Celeste emerges sheepishly. “How did you know I was there?”

“Shadows and scent,” he says, shortly, as if it should be obvious. “So that’s a fun thing to drop on Ari on her birthday.”

Celeste shrugs. “These things happen, Jess. She has you.” She grins, wryly. “When I think how unsure you were about parenthood, before she was born... I don’t know what I’m doing, you wailed. And maybe you aren’t good at romantical relationships, but you are a damned good dad.”

“Why, danke schön, meine Frau,” he says, dropping into the German accent he still occasionally uses when he’s trying to pretend there are no awkward emotions in the room, and drawing out the ‘er’ sound of ‘schön’ with comic over-statement.

They smile at each other. Then she’s in his arms, and she’s holding him tight, and he’s holding her. “I miss you,” they say together, and it’s always true, but this time more than any other.

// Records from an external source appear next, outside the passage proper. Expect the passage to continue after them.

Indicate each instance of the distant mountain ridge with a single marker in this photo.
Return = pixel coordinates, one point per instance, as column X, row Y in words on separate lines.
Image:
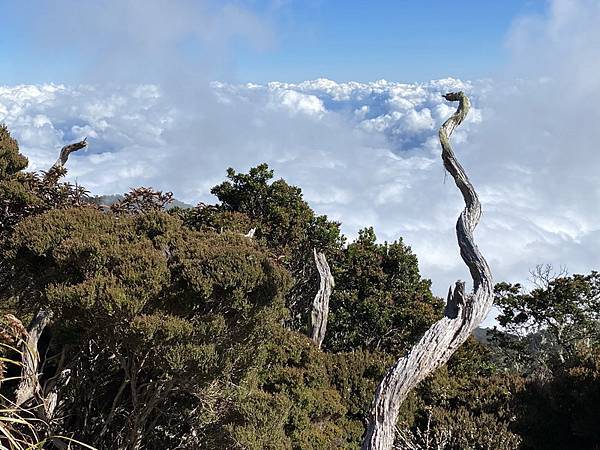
column 111, row 199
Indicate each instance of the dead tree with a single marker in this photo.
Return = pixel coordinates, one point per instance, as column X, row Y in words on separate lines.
column 320, row 310
column 464, row 312
column 29, row 385
column 67, row 150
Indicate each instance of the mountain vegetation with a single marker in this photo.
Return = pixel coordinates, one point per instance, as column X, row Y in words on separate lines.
column 138, row 325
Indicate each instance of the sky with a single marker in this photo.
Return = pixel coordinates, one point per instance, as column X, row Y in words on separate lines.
column 340, row 98
column 344, row 40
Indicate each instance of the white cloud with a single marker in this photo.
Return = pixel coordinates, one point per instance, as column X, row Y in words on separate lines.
column 367, row 153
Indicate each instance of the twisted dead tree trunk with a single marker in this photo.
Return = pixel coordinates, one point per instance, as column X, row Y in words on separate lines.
column 29, row 386
column 320, row 310
column 464, row 312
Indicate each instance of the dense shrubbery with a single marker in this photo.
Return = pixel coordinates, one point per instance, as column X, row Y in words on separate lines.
column 172, row 330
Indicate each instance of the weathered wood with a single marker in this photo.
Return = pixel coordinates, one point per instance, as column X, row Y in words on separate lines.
column 29, row 385
column 67, row 150
column 463, row 314
column 320, row 309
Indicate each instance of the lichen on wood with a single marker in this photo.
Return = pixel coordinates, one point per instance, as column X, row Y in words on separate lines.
column 464, row 312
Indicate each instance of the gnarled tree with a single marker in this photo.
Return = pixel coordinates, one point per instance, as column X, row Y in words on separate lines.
column 29, row 385
column 320, row 308
column 464, row 312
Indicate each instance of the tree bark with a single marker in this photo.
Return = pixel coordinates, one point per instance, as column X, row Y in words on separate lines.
column 320, row 309
column 464, row 312
column 67, row 150
column 29, row 385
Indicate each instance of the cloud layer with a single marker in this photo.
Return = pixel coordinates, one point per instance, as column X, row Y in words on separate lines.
column 366, row 153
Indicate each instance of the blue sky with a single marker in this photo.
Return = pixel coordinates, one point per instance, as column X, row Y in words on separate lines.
column 136, row 73
column 400, row 40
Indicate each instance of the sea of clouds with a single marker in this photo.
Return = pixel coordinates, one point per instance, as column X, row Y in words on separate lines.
column 365, row 154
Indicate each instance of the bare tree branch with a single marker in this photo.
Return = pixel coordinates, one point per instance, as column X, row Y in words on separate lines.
column 464, row 312
column 320, row 309
column 29, row 385
column 67, row 150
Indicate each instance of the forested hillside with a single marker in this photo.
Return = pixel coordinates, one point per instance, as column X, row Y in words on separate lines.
column 143, row 326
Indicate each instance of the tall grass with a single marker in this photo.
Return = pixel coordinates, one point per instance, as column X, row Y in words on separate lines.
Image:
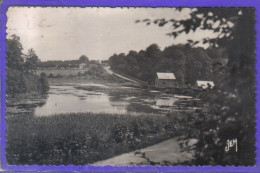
column 82, row 138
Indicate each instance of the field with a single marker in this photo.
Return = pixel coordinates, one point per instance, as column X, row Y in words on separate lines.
column 85, row 138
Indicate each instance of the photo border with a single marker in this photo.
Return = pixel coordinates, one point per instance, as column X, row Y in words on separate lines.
column 124, row 3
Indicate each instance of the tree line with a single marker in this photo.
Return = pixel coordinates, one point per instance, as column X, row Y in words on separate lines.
column 188, row 64
column 67, row 64
column 21, row 76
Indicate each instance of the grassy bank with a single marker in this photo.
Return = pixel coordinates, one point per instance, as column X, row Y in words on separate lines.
column 84, row 138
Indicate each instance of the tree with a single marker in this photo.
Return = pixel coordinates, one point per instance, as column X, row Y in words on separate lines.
column 31, row 61
column 83, row 59
column 236, row 33
column 14, row 53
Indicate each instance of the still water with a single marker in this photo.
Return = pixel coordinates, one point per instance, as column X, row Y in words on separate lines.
column 110, row 98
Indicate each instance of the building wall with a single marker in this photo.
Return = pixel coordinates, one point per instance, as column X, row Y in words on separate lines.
column 162, row 83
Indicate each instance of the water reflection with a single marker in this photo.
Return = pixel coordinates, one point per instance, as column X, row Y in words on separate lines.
column 112, row 99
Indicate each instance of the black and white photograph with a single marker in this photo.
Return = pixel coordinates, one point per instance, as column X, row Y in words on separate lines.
column 130, row 86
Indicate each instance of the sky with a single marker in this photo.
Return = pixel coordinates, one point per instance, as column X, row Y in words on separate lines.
column 66, row 33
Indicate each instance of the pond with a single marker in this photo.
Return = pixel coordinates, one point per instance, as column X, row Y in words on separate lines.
column 104, row 98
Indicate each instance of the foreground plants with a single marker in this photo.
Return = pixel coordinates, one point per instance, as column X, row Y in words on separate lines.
column 84, row 138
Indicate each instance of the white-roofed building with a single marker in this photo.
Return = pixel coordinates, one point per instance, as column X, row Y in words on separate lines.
column 205, row 84
column 165, row 80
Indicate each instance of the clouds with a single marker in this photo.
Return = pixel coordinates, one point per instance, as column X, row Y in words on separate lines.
column 67, row 33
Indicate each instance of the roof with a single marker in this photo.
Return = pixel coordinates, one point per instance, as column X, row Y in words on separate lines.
column 165, row 75
column 204, row 84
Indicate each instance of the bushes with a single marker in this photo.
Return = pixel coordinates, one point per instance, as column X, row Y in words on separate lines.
column 81, row 138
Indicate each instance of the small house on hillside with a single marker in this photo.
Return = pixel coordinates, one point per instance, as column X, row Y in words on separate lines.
column 165, row 80
column 205, row 84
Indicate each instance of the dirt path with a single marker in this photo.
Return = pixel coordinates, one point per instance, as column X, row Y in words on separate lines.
column 166, row 152
column 123, row 77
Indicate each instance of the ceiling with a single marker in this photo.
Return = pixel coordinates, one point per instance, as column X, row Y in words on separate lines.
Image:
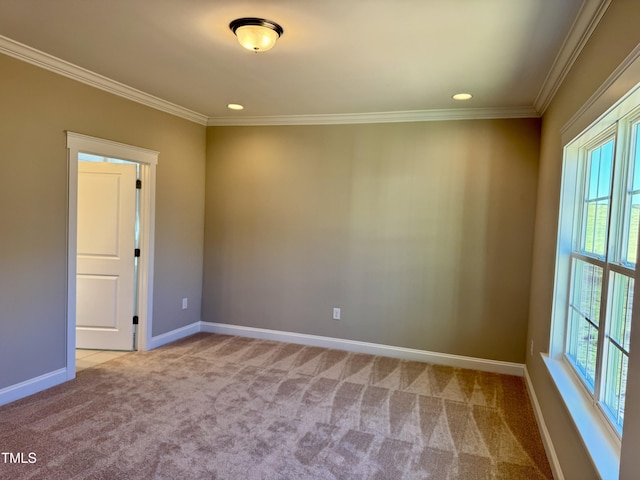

They return to the yard, picking up more food from the kitchen (“How many days were you cooking for this little get-together?” she asks, amazed) and as the shadows lengthen and the lights brighten in the dusk, and the kids get quiet and sleepy, they all sit together and talk and laugh and merely enjoy the pleasure of each other’s company. Finally, Paul’s the one to break things up, holding Max on his shoulder who’s fast asleep, and they collect their kids and cope with the resulting wails of tiredness and being disturbed, pack them into cars and drive away, after hasty hugs and goodbye kisses.


Jesse and Ari survey the disaster zone that is the kitchen. “So that was fun,” he says, rolling up his sleeves. “How about you pack up all the food while I do the dishes?”

They work steadily, singing along to a playlist of music Ari likes (heavily weighted towards K-pop groups and leavened with occasional hard rock, or so Jesse likes to think of it), and it’s only afterwards, when he’s slumped on the couch and thinking about smoking some weed, that Ari emerges from her room in her pyjamas and sits down heavily beside him. “Dad,” she says, seriously, “did Mom tell you she’s going back to Antwerp?”

He looks at her and puts his arm round her. It delights him when she cuddles up to him like this, like he’s still her favorite person in the world. “She did. You okay with that?”

“I mean, I’d like it if she stayed, but I prefer living here. This,” she gestures with her free hand encompassing him, the whole house, and maybe the neighborhood as well, “is home. Not Mom or her place.”

“Okay. Good.” She flings herself onto him, hugs him with the peculiarly strangling grip that, weirdly, he enjoys, and they settle down to watch TV together.

Later still, when Ari’s in bed fast asleep with her plush penguin cuddled up beneath her chin, he goes outside to switch off all the lights. In the sudden dark, he reflects that he knows three things about himself: that he is a loving father; a good artist; and that he will always miss Celeste.